The New Husband(104)
At the end of the hall was the door that led to the basement. Nina had never wandered through the house when she was there with Simon, but once he had shown her his cellar. Remarkably clean and ordered, it had stayed in her memory. She noted now how the door was tightly sealed at the top, bottom, and sides. A thought prickled at her. Daisy could be down there.
You’d have heard her barking, Nina told herself.
Maybe. Or maybe not. Maybe the door is sealed so sound can’t escape. Or maybe she’s down there dead. Maybe he killed my dog.
Every fiber in her body told her to leave, to get out of that house right away, but she couldn’t go, not without checking first. She didn’t want to stay in this house a second longer, but she had to know.
Setting her hand on the brass doorknob, Nina gave it a twist. It turned in her grasp. She pulled hard to open the door. It was stiff at first, but the seal eventually gave way. She looked down the hall toward the front door, scared that Simon might appear. But the house was as empty and still as when she’d arrived.
The open cellar door revealed a steep stairwell. The room below was impenetrably dark. Not a trace of light anywhere.
She peered into the blackness, heart hammering in her chest. She was feeling around the top of the stairs for a light switch when she heard a bark.
CHAPTER 58
“Daisy?”
Her call was answered with more barking.
Nina found the light switch. A naked bulb dangling from a cord illuminated a steep, slat staircase made of unfinished wood. Dizzy with fear, Nina descended the stairs slowly, one creaky step at a time, holding on to the wood railing for balance. Her heart knocked hard enough to mask the sound of her footsteps. The farther she descended, the louder the barking became.
Get my dog and get out … get my dog and get out, she repeated to herself.

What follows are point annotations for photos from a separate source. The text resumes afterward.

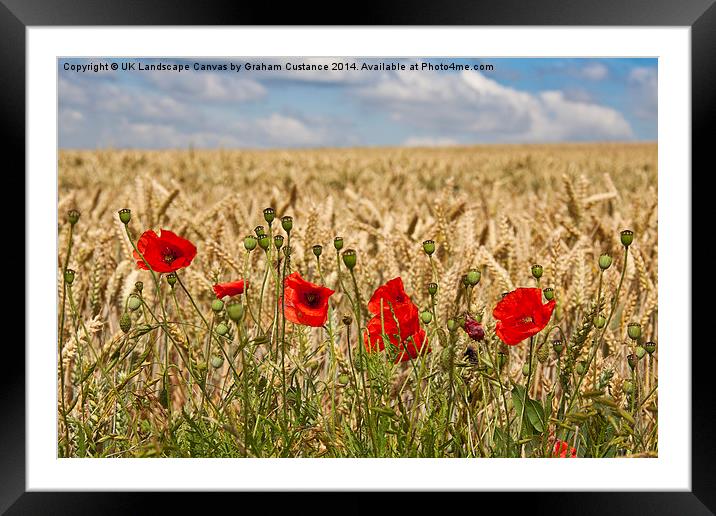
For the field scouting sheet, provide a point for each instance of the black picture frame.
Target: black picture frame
(17, 15)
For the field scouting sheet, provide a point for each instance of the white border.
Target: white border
(672, 470)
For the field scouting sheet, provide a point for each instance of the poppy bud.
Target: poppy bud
(581, 367)
(269, 215)
(599, 321)
(605, 261)
(627, 386)
(473, 277)
(125, 215)
(627, 237)
(134, 302)
(222, 329)
(501, 359)
(558, 346)
(350, 258)
(235, 311)
(264, 242)
(542, 353)
(474, 329)
(73, 216)
(278, 242)
(125, 322)
(537, 271)
(429, 247)
(250, 243)
(634, 331)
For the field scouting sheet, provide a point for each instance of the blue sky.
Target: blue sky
(531, 100)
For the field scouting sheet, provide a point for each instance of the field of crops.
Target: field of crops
(315, 349)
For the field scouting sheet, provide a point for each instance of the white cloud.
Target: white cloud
(420, 141)
(472, 106)
(595, 72)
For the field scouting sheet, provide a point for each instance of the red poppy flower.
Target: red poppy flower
(233, 288)
(304, 302)
(521, 314)
(474, 329)
(165, 252)
(564, 450)
(400, 319)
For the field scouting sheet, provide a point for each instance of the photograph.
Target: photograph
(357, 257)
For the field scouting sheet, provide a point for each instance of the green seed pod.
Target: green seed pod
(627, 237)
(558, 346)
(429, 247)
(235, 311)
(125, 322)
(605, 261)
(634, 331)
(125, 215)
(278, 242)
(650, 347)
(269, 215)
(627, 386)
(537, 271)
(599, 321)
(349, 258)
(264, 242)
(134, 302)
(581, 367)
(69, 276)
(542, 353)
(250, 243)
(73, 216)
(473, 277)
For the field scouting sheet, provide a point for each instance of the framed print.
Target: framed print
(425, 250)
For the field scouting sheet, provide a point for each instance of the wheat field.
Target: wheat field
(154, 391)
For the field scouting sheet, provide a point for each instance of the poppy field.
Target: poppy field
(488, 301)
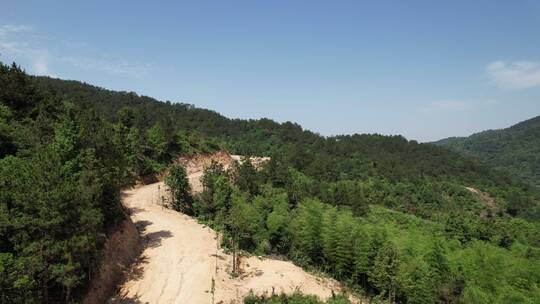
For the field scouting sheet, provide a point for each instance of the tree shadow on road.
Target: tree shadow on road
(154, 239)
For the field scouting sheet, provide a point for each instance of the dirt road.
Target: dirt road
(183, 264)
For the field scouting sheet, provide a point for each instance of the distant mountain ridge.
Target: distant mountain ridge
(515, 149)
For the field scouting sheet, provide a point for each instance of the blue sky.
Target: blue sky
(423, 69)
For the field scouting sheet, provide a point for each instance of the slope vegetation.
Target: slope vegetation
(183, 262)
(515, 149)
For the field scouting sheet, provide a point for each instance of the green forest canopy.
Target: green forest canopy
(515, 149)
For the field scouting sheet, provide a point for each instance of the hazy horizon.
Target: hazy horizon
(415, 69)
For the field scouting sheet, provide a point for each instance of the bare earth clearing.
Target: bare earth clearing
(182, 262)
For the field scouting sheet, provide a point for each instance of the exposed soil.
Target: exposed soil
(182, 262)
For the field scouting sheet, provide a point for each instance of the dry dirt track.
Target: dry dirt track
(182, 259)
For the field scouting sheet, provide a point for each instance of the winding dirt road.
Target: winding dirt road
(182, 262)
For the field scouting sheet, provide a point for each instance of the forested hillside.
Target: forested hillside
(515, 149)
(390, 217)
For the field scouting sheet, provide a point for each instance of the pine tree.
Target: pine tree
(180, 189)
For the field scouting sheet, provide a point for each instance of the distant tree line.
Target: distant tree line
(387, 216)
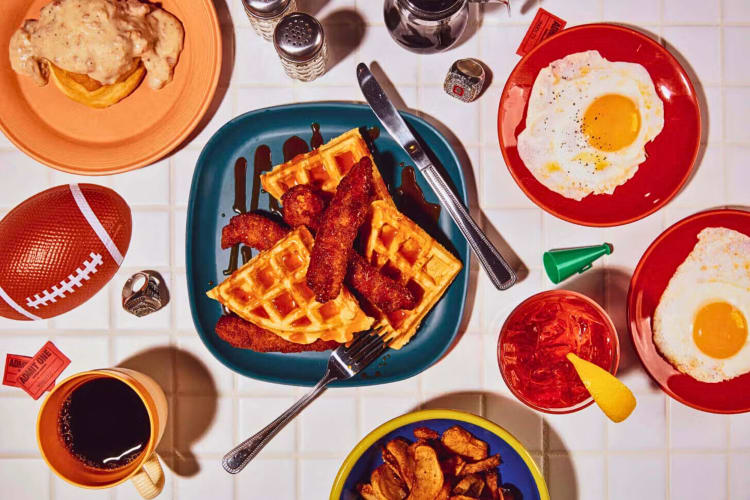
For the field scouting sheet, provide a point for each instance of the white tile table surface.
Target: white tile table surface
(664, 451)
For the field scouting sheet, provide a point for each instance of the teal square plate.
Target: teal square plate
(210, 207)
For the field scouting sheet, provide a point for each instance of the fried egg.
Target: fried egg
(587, 124)
(700, 323)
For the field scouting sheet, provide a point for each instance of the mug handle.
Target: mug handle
(149, 481)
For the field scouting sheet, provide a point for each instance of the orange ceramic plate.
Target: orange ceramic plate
(133, 133)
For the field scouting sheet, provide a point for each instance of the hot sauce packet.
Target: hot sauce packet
(41, 371)
(544, 25)
(14, 363)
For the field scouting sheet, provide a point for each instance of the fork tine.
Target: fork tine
(378, 344)
(371, 356)
(362, 343)
(359, 341)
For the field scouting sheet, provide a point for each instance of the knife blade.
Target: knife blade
(498, 270)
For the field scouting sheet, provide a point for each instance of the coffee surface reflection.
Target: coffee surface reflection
(104, 423)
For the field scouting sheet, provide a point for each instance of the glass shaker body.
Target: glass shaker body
(426, 26)
(264, 15)
(300, 43)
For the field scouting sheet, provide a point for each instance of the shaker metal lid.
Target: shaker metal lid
(266, 8)
(298, 37)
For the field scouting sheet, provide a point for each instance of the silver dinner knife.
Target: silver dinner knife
(500, 273)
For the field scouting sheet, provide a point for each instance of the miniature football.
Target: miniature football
(59, 247)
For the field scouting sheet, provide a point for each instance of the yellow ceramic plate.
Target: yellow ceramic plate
(517, 470)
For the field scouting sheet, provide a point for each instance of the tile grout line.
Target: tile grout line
(723, 159)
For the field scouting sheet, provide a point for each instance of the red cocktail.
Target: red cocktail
(535, 339)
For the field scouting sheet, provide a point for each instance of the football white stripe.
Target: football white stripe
(19, 309)
(93, 221)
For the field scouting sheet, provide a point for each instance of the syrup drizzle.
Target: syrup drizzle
(292, 147)
(411, 199)
(316, 140)
(239, 207)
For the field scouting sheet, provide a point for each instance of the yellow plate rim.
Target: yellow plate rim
(417, 416)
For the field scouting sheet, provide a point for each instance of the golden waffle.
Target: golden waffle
(87, 91)
(404, 251)
(270, 291)
(324, 167)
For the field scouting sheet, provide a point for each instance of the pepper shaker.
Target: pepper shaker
(264, 15)
(300, 42)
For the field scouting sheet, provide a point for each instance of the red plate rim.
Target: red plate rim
(632, 321)
(658, 47)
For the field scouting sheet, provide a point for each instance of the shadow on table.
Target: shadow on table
(189, 417)
(528, 426)
(345, 30)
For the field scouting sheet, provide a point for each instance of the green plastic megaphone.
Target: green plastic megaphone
(563, 263)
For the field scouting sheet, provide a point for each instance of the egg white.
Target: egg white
(553, 146)
(716, 270)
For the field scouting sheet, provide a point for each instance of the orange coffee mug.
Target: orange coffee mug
(145, 471)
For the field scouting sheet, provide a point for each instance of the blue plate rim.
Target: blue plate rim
(353, 382)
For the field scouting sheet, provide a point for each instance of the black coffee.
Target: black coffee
(104, 423)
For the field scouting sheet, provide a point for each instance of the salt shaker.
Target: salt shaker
(264, 15)
(301, 45)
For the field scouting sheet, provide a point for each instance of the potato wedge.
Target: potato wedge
(471, 485)
(425, 434)
(367, 492)
(445, 492)
(387, 485)
(396, 453)
(460, 441)
(428, 478)
(453, 465)
(488, 463)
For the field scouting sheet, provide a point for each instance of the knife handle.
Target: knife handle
(500, 273)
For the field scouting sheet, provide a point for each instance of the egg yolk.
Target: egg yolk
(611, 122)
(719, 330)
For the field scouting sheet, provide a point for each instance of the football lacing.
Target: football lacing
(68, 285)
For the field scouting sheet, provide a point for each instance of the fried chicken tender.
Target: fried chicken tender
(303, 206)
(338, 227)
(254, 230)
(385, 293)
(245, 335)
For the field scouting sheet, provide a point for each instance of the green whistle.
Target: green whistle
(563, 263)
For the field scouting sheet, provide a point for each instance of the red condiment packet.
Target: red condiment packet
(14, 363)
(42, 370)
(542, 27)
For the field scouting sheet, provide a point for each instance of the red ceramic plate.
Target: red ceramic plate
(670, 155)
(650, 278)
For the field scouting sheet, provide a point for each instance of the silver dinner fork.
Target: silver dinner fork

“Daisy?” Nina called her dog’s name again as if she could answer; sure, so sure it was Daisy’s bark, the way a mother knows her child’s cry. Her breath came in shaky sputters, a whistle of fear pushing past her trembling lips as she continued her descent.
Nina stepped into a dark enclosure, the light from the lone bulb unable to penetrate the space below. She peered into the blackness. Daisy’s barking was loud and to her left, somewhere in that pitch dark.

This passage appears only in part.